Rôle de la diaspora Kamite

Diaspora Propos tenus à Genève le 6 octobre 2000

(…) Là on va pouvoir mettre l’Afrique que j’aime profondément au même niveau que la France. Les mauvais économistes veulent transférer les moyens de production industrielle en Afrique pour avoir une société bien avancée d’internet en Europe. Pas du tout ; il faut faire directement passer l’Afrique à l’internet, aux biotechnologies, à la nanotechnologie. Et elle se retrouve instantanément au même niveau que les autres. S’il y en a qui veulent continuer de produire du charbon, de la pollution en ayant un plein emploi en France, c’est bien. Pendant ce temps, pensons, pour l’Afrique, à la nanotechnologie, à la génétique et à toutes les sciences modernes non polluantes; c’est ce qu’il faut souhaiter. C’est pour ça que, pour moi, l’Afrique est très importante.

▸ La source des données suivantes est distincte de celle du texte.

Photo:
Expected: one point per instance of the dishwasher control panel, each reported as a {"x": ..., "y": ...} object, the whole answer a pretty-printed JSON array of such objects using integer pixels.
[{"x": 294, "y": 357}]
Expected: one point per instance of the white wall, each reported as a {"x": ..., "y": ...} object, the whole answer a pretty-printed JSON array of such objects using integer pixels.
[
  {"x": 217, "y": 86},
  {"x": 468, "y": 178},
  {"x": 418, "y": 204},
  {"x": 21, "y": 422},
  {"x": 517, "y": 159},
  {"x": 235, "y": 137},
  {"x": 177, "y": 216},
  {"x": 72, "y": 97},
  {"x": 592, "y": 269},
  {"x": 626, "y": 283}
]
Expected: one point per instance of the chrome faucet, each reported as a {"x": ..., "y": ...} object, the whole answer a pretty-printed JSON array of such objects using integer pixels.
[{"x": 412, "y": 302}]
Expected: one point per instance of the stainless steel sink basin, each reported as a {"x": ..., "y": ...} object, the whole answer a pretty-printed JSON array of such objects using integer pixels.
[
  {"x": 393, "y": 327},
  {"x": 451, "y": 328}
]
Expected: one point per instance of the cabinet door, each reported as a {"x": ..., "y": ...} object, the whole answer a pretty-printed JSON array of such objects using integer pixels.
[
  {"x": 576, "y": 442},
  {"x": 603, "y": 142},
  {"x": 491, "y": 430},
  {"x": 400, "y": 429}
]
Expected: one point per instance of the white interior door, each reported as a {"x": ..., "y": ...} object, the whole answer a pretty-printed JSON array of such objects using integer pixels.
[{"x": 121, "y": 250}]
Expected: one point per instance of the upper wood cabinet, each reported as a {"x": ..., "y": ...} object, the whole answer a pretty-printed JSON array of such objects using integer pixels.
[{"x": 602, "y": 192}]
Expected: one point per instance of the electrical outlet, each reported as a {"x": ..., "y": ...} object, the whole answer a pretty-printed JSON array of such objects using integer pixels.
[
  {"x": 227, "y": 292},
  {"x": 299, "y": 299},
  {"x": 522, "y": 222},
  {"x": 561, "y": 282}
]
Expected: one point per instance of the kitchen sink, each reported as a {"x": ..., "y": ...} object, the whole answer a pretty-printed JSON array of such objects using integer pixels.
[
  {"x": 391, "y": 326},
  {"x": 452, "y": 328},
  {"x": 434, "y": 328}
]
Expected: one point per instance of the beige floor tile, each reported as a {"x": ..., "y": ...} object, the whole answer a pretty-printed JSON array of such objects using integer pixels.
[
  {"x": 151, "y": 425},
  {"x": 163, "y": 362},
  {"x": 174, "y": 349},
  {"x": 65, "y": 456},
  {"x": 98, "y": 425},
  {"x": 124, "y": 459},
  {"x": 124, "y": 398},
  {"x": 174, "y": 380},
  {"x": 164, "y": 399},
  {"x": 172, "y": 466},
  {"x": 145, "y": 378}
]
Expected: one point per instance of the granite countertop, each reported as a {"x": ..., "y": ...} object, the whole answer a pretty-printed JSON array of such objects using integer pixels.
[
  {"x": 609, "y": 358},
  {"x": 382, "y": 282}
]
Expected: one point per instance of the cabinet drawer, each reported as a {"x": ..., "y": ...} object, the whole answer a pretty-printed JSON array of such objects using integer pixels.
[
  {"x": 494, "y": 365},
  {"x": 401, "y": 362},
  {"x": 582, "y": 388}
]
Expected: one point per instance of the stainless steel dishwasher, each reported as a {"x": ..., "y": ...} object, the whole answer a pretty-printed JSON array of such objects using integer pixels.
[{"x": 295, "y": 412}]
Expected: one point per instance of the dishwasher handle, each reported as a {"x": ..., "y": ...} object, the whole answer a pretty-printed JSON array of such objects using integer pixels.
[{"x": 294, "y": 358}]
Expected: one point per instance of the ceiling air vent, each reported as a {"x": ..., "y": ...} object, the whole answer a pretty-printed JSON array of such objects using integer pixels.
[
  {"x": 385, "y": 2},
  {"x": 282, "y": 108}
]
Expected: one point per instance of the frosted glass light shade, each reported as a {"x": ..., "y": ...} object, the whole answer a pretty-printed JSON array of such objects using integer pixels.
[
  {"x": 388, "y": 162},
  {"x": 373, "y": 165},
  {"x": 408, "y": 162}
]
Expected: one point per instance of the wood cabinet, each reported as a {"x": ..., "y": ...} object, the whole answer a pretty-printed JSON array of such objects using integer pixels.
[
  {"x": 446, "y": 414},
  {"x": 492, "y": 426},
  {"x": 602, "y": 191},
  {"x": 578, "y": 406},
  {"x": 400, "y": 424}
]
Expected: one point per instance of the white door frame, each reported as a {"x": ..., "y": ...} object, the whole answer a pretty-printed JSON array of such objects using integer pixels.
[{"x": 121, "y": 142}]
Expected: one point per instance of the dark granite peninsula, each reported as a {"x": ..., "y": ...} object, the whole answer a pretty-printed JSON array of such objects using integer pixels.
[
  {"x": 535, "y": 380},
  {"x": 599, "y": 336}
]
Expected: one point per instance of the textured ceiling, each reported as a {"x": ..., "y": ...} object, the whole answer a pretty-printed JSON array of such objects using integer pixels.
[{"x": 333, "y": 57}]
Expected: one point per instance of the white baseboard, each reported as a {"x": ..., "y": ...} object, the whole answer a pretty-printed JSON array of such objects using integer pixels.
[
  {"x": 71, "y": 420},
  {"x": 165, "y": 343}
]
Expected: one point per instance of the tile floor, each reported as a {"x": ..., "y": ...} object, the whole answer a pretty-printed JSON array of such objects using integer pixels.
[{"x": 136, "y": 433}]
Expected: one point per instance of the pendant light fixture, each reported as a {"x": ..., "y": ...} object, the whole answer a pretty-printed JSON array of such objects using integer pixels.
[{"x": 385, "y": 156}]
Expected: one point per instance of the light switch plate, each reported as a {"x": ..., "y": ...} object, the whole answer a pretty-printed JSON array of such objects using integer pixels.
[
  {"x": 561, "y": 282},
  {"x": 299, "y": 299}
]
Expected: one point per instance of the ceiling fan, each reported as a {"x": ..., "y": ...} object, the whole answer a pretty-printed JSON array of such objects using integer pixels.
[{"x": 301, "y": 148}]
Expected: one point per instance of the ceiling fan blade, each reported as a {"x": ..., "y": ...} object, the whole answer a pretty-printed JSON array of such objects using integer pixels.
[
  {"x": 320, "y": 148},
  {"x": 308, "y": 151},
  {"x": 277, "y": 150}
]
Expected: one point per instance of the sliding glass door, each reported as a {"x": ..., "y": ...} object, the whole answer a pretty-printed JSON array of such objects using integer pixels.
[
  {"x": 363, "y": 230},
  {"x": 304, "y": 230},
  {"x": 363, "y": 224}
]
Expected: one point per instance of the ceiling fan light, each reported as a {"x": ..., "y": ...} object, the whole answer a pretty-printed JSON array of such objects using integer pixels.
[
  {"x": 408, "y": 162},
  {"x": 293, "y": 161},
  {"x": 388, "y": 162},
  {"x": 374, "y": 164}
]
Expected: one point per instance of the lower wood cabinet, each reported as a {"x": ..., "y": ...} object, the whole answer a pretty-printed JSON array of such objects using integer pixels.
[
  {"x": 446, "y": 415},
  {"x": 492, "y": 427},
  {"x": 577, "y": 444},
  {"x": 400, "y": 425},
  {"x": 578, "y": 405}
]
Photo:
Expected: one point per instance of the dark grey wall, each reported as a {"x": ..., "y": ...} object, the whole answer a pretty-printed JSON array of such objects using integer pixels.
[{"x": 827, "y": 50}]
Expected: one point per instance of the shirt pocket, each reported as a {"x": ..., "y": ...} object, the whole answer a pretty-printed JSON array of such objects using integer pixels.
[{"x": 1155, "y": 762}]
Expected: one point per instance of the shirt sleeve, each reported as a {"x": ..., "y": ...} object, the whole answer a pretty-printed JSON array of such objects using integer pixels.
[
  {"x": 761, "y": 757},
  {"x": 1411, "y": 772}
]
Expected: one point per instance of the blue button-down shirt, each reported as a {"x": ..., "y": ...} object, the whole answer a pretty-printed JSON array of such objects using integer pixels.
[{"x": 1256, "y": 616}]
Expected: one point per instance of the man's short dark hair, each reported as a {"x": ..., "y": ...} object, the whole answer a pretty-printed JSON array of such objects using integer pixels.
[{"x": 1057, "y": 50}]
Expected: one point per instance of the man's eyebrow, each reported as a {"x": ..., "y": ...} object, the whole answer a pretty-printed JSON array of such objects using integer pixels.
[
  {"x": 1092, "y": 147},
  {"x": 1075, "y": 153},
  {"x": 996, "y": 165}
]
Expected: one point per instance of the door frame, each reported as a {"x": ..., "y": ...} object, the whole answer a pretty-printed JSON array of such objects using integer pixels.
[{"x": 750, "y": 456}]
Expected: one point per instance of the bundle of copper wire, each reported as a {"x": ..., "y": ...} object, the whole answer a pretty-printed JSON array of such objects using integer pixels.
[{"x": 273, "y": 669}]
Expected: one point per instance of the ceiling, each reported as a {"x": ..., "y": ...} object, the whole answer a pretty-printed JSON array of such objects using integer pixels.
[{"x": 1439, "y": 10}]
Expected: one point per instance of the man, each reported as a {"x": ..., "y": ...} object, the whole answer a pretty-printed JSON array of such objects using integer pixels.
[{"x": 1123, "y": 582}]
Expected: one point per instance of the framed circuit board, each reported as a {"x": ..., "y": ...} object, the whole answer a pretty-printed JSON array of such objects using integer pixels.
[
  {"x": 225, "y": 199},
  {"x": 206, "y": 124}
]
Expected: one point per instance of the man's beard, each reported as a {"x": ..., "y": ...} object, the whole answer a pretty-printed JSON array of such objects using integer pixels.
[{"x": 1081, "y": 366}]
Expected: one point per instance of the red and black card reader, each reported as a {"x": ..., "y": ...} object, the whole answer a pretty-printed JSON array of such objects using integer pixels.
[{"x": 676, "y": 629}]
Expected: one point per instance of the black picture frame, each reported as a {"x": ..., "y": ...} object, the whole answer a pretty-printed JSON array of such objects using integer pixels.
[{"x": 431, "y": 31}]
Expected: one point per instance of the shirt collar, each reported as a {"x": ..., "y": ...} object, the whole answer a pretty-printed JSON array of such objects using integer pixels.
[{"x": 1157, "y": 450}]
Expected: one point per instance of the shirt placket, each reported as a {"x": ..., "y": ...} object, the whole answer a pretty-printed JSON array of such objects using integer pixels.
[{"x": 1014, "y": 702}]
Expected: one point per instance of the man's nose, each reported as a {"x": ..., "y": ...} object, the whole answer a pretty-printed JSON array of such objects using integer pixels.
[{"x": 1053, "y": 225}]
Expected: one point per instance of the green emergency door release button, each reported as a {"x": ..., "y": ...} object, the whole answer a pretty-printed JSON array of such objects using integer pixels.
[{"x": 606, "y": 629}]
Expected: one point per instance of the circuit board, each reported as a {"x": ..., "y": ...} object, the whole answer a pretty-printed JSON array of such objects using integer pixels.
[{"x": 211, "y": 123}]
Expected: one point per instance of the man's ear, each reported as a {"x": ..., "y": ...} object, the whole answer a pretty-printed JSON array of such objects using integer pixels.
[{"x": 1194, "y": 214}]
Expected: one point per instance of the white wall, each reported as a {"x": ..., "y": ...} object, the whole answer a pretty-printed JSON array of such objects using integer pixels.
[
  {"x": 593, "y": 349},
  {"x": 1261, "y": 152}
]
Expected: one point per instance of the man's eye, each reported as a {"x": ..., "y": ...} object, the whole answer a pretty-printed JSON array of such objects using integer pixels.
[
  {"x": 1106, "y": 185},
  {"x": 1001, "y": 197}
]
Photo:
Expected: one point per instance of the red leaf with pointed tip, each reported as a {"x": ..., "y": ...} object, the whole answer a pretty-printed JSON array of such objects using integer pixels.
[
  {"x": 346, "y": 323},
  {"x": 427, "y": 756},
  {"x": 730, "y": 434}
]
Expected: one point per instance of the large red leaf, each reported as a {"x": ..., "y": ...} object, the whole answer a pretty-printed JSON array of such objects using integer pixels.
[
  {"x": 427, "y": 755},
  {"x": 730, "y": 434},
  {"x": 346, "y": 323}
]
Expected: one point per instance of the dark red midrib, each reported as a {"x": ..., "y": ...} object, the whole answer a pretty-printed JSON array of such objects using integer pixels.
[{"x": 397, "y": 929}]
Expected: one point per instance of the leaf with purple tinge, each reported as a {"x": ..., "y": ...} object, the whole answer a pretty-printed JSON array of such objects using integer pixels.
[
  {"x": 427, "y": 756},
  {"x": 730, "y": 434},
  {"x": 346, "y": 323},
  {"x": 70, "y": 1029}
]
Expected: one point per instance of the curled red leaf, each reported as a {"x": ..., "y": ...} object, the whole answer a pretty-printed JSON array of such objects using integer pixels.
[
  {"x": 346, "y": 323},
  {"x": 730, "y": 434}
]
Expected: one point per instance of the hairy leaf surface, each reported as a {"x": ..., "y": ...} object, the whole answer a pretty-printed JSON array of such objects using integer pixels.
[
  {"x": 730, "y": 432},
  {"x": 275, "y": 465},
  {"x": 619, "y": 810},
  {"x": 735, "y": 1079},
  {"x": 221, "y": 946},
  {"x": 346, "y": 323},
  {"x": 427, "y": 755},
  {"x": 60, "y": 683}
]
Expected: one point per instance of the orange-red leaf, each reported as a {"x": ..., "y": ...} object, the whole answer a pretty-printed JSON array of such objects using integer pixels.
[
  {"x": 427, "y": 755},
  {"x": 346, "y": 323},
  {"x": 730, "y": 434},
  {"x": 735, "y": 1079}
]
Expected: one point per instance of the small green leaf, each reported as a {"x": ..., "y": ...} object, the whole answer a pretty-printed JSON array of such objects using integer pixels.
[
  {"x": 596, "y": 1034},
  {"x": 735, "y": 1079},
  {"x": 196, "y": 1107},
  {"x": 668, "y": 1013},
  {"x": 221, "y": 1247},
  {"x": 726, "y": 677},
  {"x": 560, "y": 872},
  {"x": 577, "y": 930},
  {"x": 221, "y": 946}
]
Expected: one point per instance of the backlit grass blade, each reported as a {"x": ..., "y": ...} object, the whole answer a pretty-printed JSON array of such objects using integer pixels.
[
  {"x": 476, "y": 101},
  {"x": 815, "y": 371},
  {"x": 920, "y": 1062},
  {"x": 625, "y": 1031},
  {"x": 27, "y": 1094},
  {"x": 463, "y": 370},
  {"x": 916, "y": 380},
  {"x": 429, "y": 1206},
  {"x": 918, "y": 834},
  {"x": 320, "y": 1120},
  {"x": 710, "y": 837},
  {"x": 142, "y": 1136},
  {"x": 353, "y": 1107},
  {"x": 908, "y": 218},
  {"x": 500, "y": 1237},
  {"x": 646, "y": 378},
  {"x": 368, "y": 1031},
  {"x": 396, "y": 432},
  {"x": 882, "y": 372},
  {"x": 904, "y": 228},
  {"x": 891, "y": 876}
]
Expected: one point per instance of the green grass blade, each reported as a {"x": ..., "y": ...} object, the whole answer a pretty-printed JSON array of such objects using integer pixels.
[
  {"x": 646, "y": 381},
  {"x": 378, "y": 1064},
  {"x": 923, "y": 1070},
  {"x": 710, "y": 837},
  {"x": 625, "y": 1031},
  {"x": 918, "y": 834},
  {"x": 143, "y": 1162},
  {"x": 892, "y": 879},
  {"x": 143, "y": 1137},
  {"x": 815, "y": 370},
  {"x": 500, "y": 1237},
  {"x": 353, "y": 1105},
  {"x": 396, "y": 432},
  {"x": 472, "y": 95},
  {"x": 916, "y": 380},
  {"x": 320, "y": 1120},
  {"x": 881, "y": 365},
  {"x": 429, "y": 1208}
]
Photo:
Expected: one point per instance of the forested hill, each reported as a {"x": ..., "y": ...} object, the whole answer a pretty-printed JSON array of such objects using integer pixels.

Car il n’y a pas de raison de la faire passer par les étapes ratées de l’Europe, elle peut passer directement au futur. Et ça va se faire, dans un juste retour des choses, grâce à une des erreurs historiques qui s’est appelée l’esclavage. Car, de plus en plus de scientifiques éminents aux Etats-Unis, sont des Noirs qui sont attachés à leurs origines et qui, de plus en plus, ont beaucoup d’argent (il y a des revues pour les milliardaires noirs aux Etats-Unis). Il y en a et ils vont visiter l’Afrique. Ils vont, les Noirs-Américains, vont développer l’Afrique directement en l’amenant directement à l’étape suivante. C’est quelque chose de fantastique, quelque chose de merveilleux. C’est un juste retour des choses en quelque sorte.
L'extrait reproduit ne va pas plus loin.